Brian Horne is coordinator of turtle conservation for the Wildlife Conservation Society (WCS). WCS manages the Bronx Zoo, the New York Aquarium and other sites, in addition to its global conservation work. Horne contributed this article to Live Science's Expert Voices: Op-Ed & Insights.
Turtles are popularly perceived as slow, lumbering animals, typically found alone and seemingly unaware of their surroundings. The spectacle of marine turtles hauling themselves out of the surf to lay a hundred or so eggs ends with an image of them returning to the ocean, never to see their offspring again.
The concept of a turtle caring for and communicating with a hatchling perhaps one hundredth her size is the stuff of children's stories and films like "Finding Nemo."
Yet the assumption that all turtles leave their young to fend for themselves may not be the case with every species. A team of researchers in Brazil recently found that indeed some turtles do "talk," and females are at least associating with hatchlings after they leave the nest — and even as the hatchlings travel hundreds of kilometers along the Amazon.
Giant South American river turtles dig very deep nests. After a large nesting event, the sandbars may look like they have suffered an aerial bombardment, with hundreds of meter-deep craters. (Image credit: Camila Ferrara ©WCS)Turtle talk
The mewling of newborn kittens is a familiar sound, but now we find that giant South American river turtle hatchlings make sounds before they exit their eggs, and continue to do so even as they clamber out of the nest chamber onto the river beach. The underwater vocalizations of the responding adult turtles may likewise help the newly-hatched turtles find their way once they are in the water .
Scientists Camila Ferrara of the WCS and Dick Vogt of the Instituto Nacional de Pesquisas de Amazônia have scientifically documented turtles producing a limited repertoire of clicks and clucks at very low frequencies. By using low frequencies, the turtles are able to produce sounds that travel long distances underwater.
The giant South American river turtle, Podocnemis expansa, gets it name from the shell's expansive rear. Henry Walter Bates described this as one of the most abundant species in the Amazon in the 1860s. (Image credit: Brian Horne ©WCS)Serving the species
Turtle conservation for many decades has been focused on how to best produce the most hatchling turtles with little thought about relationships between the hatchlings and the parents.
Conservationists have at times moved nests many miles from their original location in hopes of higher hatch rates. At other times, they have kept hatchlings in captivity for short periods of time so that they can grow to a size that minimizes their risks of being eaten by a predator.
But what these biologists haven't considered is how these well-intended actions may disrupt important audible communication cues, as the recent findings on the surprising behavioral complexity of the giant South American river turtle may suggest. Perhaps with this species, environmental factors necessitate parental guidance.
Thousands of miles long and in places miles across, the Amazon is a massive river on a scale that is hard to grasp. Imagine being a hatchling turtle weighing just a few ounces and confronting that enormous expanse alone.
If the research done by Ferrara and Vogt holds true, it appears that mother turtles are actually waiting for the eggs to hatch before guiding the tiny hatchlings into rich foraging areas.

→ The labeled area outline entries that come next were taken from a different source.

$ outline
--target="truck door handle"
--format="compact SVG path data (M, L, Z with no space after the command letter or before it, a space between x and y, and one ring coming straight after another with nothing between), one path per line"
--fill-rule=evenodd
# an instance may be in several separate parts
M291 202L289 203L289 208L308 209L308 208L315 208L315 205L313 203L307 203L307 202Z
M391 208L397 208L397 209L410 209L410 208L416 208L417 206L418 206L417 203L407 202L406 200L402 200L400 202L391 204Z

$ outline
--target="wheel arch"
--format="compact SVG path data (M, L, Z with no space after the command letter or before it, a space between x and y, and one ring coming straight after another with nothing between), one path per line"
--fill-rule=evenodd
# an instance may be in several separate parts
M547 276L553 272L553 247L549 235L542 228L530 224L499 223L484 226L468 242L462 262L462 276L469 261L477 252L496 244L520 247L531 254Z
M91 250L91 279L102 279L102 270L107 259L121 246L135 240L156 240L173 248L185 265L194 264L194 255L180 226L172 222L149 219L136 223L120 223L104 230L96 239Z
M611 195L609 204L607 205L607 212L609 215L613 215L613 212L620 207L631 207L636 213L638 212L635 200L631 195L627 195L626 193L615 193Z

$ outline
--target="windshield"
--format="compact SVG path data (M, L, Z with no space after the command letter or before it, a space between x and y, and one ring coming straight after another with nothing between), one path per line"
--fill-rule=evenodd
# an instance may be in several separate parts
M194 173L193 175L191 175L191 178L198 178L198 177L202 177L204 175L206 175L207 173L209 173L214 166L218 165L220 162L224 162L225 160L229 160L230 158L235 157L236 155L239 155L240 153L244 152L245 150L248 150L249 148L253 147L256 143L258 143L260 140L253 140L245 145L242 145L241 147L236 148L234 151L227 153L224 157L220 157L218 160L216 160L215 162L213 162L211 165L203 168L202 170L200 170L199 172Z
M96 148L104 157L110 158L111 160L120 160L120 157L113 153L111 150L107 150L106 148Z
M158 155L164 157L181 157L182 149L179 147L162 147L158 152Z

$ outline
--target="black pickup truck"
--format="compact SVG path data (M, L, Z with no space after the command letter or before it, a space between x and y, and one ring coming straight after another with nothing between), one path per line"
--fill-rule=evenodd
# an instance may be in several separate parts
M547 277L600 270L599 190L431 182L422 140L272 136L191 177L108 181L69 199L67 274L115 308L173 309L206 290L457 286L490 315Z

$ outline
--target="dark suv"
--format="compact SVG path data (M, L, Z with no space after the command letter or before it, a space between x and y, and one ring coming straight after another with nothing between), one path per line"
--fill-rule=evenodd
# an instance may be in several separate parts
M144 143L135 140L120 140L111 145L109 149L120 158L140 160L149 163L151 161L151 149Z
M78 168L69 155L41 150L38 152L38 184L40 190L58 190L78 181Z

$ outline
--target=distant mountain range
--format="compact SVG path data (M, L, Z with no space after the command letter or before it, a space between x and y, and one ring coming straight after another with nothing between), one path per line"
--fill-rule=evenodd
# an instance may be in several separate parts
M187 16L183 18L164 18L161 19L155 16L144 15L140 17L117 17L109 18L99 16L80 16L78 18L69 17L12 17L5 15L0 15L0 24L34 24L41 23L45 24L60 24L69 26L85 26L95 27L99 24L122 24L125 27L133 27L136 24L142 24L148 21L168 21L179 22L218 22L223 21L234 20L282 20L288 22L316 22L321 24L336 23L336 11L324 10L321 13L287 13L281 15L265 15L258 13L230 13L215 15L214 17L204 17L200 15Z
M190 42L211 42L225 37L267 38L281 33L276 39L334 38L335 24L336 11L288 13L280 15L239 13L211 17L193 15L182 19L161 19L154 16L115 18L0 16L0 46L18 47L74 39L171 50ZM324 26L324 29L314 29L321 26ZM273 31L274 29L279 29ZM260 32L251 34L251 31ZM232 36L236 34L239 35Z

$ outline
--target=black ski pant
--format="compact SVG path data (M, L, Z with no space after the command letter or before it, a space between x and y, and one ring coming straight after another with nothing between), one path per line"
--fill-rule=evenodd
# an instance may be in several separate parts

This unprecedented discovery may greatly shape turtle conservation around the globe.
In 2012, the IUCN Tortoise and Freshwater Turtle Specialist group proposed that the giant South American river turtle be evaluated as Critically Endangered due to its very high risk of extinction in the wild. (Image credit: Brian Horne ©WCS)Saving social turtles
In 2011, WCS worked with the Turtle Survival Coalition to document the 25 most endangered turtle species on Earth. Many of my current conservation activities occur in Asia, where large river turtle populations have been decimated — in some cases down to just a handful of adult animals remaining in the wild. My colleagues and I have relied heavily on head-starting — incubating eggs and hatching turtles in captivity before their release into the wild — to boost populations and prevent individual species from going extinct.
What we have not been doing is investigating the importance of social behavior in the survivorship of the head-started turtles once they are released back into the wild. [Shell Shock: 25 Turtle Species in Terrible Trouble ]
We always assumed we were truly giving turtles a "head-start" in their effort to survive because predation appeared to be the greatest challenge to their conservation. But what if by head-starting the turtles, we have been preventing them from learning important migratory behaviors from the adult population?
How can we rectify this? Do we need to play underwater recordings of adults during the time the turtles are being raised? Do we need to train the turtles to follow recordings to important foraging areas?
Through the use of a hydrophone listening instrument, I hope to begin unraveling this latest mystery in my next research project. Only time will tell what precisely is taking place. But one thing we know already: our understanding of how turtles survive in their respective environments, and how hatchlings may benefit from parental care, may never be the same again.